Arch had been right; he couldn’t guess how utterly right he had been. I should never have looked up Robin. I should not have gone to the apartment to see her; I should not have taken her to dinner last night; I should not have followed her to the beach this afternoon. I shouldn’t see her again, ever.

At least not until and unless I knew what had prompted that sudden expression of fear in her face last night, knew why she had divorced me, knew what had gone wrong between us.

And did Robin think, despite her protest to the contrary, that I had killed Grandma Tuttle? If so, in God’s name
why
did she think so? Had I, at any time in our marriage, been suspect of being insane, of having homicidal tendencies?

I wanted to beat my head against the wall so I could remember.

I wanted to know whether I was a psychopathic murderer or not.

The police thought I wasn’t. But how could they be sure? Henderson thought he had heard a shot at eleven-thirty, and at eleven-thirty I was alibied. But he could have been wrong; he admitted he’d thought the shot might have been a backfire. And he’d heard only one, whereas two shots had been fired in the room. And the medical examiner, seeing the body at half past twelve, had said she’d been dead
about
an hour, and since that fitted Henderson’s story the police obviously accepted it as being exact. But could a medical examiner be sure that a body
had been an exact hour dead? As against half an hour? As against, for that matter, an hour and a half—then a psychopathic killer returning to the scene of his crime for whatever mad reason, suddenly becoming sane again and getting amnesia from the shock of realization of what he’d done? Perhaps—as he would have done if sane—phoning the police to give himself up and forgetting, during the call, who he was and what had happened?

The cut screen, the money—only a couple of hundred dollars, it had been estimated—missing from the safe, the absence of the murder gun—yes, but if I’d been crazy enough to kill in the first place, might I not have, with a madman’s cunning, planned those things? Particularly if the murder had been done an hour and a half before the medical examination and, when Lieutenant Walter Smith had seen me, I had been returning to the scene of the crime…
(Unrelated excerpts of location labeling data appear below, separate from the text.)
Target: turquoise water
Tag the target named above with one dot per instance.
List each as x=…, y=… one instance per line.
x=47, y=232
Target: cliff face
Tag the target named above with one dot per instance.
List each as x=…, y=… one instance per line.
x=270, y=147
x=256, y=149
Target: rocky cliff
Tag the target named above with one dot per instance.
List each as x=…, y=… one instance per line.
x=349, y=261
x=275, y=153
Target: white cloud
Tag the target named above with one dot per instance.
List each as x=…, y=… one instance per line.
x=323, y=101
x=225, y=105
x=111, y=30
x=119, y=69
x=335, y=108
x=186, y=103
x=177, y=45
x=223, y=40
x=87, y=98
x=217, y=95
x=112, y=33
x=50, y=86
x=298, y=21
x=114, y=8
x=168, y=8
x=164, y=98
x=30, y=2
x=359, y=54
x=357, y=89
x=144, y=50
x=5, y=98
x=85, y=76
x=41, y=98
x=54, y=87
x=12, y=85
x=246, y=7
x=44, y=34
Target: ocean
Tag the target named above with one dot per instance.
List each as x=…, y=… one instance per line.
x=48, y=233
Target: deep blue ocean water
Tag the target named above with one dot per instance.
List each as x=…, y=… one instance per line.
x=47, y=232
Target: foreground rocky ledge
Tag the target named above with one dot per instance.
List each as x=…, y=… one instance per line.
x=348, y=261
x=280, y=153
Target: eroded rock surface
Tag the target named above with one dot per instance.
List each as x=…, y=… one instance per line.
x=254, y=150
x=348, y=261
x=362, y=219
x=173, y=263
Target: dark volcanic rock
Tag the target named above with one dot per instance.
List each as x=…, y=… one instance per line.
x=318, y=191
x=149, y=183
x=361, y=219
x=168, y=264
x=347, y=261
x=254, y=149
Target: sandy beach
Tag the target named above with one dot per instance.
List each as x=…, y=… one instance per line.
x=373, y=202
I made myself another drink. My fourth or fifth. Outside, it was getting dark.

I wanted to talk to somebody. I wanted to talk to Robin, but that was out of the question. Pete Radik? I could tell things to Pete, get his opinions; they’d probably be good for me. But they’d be only opinions, and biased by his liking for me. Arch? No, not Arch.

Suddenly I knew who I wanted to talk to—and listen to. Walter Smith, the homicide detective who was on the inside of the case if anyone was. I hadn’t talked to him since the night of the murder, and then he’d asked all the questions, or most of them.

I got the phone book and there were nine Walter Smiths in it—two of them plain and seven with middle initials. I tried the plain ones first and got the right one on the second try.

I said, “I wonder if you could spare a bit of time before you report in for work at midnight, Lieutenant. There are some things I want to ask you.”